I spent three hours perched there, wondering if Callan would come with me after I told him what Malcolm did. Now, standing in his kitchen, listening to him upstairs with Jo, it’s all too clear that he can’t come with me. It’s impossible. She needs him here. She could easily afford to hire someone to help out around the house. Have a terminal care nurse come by the house and bathe her, administer her drugs, and make sure she has everything she needs. But she wouldn’t have her son, and that would be the cruelest thing I could do to the woman. The cruelest thing I could do to Callan, too. I can’t even put him in that position.
I stand still for a very long time, the webbing of the duffel strap biting into the flesh of my palm, and I try to soak everything in. The sights and sounds of the Cross household are second nature to me, but soon they’ll be nothing more than a memory. I’ll never be able to come back here. I’ll never be able to see him again.

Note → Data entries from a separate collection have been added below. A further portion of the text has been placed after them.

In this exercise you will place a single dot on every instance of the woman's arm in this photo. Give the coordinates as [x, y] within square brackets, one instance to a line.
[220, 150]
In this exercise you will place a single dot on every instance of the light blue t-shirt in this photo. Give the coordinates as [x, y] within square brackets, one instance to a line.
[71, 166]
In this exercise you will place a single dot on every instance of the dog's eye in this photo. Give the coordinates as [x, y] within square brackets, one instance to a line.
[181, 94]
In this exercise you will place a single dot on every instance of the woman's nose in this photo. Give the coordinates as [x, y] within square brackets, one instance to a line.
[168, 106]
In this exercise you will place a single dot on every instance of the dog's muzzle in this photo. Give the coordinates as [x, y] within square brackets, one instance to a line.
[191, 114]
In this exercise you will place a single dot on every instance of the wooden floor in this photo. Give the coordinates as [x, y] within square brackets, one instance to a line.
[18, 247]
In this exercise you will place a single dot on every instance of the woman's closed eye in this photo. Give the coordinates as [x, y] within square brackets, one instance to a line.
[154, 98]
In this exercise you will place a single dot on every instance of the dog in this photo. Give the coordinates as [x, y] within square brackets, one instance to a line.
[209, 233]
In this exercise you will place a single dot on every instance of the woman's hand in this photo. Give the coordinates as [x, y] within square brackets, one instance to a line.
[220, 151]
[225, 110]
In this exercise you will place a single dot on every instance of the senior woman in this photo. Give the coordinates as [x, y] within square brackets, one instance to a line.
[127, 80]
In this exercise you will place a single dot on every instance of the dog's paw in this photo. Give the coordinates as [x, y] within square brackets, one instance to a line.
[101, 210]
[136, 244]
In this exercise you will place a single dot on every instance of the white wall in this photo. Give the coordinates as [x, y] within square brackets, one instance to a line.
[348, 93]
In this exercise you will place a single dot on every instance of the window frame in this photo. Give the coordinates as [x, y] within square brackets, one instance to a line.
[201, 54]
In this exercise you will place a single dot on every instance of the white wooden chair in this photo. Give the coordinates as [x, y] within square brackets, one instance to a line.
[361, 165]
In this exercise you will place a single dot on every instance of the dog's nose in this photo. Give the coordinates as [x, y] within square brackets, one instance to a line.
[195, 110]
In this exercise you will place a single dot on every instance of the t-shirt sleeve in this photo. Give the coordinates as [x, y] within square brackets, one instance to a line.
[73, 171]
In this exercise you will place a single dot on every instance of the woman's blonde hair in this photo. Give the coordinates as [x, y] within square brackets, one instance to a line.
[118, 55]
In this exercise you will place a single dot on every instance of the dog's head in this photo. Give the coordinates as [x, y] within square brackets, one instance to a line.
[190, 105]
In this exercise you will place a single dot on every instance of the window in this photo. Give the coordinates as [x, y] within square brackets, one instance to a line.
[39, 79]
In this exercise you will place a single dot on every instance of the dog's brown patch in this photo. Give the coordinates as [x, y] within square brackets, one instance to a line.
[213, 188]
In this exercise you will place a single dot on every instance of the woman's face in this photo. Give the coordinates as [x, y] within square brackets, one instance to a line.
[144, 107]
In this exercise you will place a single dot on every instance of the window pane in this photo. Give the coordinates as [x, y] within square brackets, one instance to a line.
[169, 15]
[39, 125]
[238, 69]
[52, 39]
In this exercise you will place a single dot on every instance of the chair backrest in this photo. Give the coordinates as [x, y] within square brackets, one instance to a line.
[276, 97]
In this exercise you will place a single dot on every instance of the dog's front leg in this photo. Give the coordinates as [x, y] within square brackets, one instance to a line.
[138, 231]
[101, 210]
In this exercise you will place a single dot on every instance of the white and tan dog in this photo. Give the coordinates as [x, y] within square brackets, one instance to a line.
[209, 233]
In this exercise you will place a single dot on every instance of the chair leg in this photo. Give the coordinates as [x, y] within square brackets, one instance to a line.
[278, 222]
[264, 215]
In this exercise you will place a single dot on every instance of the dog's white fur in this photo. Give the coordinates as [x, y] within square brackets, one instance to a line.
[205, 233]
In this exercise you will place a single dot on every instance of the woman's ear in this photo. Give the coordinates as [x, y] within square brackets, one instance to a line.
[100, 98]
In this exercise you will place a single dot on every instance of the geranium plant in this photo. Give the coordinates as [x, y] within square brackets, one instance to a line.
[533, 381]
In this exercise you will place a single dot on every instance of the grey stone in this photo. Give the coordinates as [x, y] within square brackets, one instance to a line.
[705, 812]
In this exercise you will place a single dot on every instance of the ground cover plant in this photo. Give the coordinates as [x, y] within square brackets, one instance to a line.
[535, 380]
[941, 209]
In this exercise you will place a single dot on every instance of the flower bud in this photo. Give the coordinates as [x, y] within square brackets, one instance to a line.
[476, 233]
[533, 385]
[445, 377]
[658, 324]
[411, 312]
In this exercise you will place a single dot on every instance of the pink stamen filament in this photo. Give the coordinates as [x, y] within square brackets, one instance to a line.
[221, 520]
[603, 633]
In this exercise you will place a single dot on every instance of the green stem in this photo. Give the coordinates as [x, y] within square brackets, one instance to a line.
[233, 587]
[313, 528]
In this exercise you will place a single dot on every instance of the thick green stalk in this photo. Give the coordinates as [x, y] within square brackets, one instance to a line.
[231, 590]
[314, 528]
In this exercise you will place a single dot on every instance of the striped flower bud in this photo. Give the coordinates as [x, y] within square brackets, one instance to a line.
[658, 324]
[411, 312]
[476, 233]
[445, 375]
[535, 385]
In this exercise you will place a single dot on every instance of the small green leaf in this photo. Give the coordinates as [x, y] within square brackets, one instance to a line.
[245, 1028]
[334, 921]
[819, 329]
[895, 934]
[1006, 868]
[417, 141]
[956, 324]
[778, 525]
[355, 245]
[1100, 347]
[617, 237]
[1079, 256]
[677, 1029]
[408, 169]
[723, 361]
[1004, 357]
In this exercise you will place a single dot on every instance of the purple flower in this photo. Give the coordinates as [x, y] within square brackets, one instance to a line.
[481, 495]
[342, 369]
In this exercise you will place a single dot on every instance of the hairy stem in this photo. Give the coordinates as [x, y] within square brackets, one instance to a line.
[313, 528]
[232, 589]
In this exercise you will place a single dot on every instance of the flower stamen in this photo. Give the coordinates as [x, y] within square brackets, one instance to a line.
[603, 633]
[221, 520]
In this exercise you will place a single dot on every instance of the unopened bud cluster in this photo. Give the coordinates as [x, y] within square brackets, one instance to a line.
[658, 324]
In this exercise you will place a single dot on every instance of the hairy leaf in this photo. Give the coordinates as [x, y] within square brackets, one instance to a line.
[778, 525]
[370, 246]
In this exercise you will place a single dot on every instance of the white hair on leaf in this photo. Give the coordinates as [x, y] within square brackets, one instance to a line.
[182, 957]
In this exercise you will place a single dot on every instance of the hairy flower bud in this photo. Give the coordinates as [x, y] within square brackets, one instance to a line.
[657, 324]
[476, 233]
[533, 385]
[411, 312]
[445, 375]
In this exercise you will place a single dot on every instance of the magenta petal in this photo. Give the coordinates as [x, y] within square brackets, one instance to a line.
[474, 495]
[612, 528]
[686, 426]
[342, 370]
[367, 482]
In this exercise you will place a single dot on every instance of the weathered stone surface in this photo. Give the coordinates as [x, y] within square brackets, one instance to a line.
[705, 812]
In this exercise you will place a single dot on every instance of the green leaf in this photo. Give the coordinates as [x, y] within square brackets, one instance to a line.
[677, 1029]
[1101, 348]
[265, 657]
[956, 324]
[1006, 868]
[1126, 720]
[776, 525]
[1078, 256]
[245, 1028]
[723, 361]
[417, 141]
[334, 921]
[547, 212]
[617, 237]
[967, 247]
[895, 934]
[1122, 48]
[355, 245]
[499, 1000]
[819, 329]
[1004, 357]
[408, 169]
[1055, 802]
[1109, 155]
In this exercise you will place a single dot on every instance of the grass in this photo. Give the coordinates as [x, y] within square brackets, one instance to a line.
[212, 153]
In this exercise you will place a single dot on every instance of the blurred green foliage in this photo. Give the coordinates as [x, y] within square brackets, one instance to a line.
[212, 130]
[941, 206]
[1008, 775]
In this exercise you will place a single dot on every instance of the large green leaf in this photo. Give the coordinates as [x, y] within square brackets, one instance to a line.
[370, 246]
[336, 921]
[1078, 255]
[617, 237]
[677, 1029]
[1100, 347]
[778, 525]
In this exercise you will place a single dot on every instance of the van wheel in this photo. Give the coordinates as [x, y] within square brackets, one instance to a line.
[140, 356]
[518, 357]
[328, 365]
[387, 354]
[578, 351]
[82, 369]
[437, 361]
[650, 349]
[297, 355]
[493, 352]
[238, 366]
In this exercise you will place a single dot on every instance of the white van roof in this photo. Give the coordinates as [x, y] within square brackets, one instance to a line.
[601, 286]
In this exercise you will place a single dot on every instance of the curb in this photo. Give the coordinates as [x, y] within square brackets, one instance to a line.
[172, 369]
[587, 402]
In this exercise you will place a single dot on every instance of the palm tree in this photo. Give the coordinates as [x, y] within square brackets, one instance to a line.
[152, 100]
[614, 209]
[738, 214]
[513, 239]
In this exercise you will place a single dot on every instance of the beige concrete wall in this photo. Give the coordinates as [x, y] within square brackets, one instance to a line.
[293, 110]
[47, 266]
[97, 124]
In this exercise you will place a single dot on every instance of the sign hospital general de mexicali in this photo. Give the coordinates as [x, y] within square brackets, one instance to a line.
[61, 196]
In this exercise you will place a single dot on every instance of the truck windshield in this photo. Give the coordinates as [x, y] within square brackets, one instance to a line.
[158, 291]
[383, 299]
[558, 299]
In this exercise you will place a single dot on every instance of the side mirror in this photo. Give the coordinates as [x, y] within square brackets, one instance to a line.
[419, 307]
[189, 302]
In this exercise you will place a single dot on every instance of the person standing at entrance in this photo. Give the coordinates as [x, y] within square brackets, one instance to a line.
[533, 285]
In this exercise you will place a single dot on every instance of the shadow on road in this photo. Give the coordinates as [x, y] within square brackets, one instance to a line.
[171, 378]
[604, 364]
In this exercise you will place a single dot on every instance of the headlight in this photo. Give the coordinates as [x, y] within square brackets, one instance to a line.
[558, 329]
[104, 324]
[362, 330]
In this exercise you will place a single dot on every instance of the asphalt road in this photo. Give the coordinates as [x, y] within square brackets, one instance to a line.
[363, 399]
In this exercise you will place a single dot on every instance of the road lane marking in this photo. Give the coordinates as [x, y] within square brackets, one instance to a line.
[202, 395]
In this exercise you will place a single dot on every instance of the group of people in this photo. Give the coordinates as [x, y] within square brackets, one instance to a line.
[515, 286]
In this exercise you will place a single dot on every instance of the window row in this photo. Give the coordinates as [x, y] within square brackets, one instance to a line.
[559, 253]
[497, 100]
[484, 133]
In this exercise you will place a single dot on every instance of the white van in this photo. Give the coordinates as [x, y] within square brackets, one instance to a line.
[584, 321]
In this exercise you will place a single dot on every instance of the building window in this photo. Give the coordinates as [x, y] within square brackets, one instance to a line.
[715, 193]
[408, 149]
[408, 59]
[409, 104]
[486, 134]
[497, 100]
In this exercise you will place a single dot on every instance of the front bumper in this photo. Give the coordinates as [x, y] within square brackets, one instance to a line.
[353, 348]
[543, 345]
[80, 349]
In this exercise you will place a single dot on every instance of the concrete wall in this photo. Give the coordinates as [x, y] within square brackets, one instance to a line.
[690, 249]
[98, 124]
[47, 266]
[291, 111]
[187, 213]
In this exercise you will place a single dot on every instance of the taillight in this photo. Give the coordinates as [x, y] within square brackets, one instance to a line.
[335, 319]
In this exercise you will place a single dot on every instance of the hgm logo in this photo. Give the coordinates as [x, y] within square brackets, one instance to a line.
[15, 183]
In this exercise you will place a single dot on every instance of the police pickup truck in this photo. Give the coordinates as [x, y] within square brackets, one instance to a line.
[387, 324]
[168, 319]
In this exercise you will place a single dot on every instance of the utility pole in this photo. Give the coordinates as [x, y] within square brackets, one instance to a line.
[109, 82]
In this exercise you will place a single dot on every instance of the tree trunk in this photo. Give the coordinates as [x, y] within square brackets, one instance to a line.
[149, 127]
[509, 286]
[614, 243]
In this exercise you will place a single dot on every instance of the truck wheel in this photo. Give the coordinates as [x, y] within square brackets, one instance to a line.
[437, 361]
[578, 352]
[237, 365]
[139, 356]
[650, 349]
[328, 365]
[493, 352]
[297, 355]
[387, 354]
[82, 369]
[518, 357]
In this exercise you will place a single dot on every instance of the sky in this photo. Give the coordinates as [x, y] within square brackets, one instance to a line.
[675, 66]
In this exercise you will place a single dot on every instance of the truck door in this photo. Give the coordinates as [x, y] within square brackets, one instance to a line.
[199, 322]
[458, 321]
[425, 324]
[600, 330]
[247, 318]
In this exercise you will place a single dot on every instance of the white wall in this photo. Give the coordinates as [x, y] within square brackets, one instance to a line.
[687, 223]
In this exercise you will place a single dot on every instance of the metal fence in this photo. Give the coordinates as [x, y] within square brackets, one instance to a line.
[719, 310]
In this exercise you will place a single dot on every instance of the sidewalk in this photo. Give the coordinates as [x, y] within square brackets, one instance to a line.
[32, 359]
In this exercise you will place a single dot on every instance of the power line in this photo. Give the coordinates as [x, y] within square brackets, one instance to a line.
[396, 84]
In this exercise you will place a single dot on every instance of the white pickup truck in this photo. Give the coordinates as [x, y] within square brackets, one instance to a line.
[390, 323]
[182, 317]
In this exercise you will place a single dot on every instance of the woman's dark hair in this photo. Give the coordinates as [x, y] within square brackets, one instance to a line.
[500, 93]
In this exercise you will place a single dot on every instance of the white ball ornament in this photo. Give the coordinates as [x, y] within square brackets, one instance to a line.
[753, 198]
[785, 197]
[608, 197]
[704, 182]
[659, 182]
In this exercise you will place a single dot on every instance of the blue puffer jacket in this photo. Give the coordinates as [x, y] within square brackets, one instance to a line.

I feel like my body is being torn apart. I have no idea how I’m going to get through this. No idea at al
l. It doesn’t seem fair that I have to put Callan through this, or myself for that matter, but I can’t see another way out of this situation. My father is becoming more and more erratic and vicious as the months roll on. He won’t be able to stop himself soon, and he will kill me, unintentionally or in a pique of rage. Either way, I don’t want to end up dead by his hand, and I don’t want Callan to have to see my body being rolled out of next door on a goddamn gurney, covered with a sheet.
Better that he hate me. Better that he think I’m furious with him and never want to see him again.
I’m already crying as I begin my journey up onto the second story of the house. Callan’s just leaving his mother’s room, closing her bedroom door behind him, as I reach the landing. His face is ashen, and there are dark circles under his eyes. He doesn’t say anything when he sees me. Just goes very still. He stands there with his hand still on the door handle, his eyes traveling over my body, taking in the fact that I’m carrying a bag in my hand and the tears streaking down my face.
“Hey, bluebird,” he whispers. “What’s up?” I shake my head, trying to get out a breath before I tell him what I’m about to do. I don’t get the chance to, though. Callan sighs, rubbing a hand over his face. “Well, today’s been a seriously shitty day but I have a feeling it’s about to get ten times worse, huh?”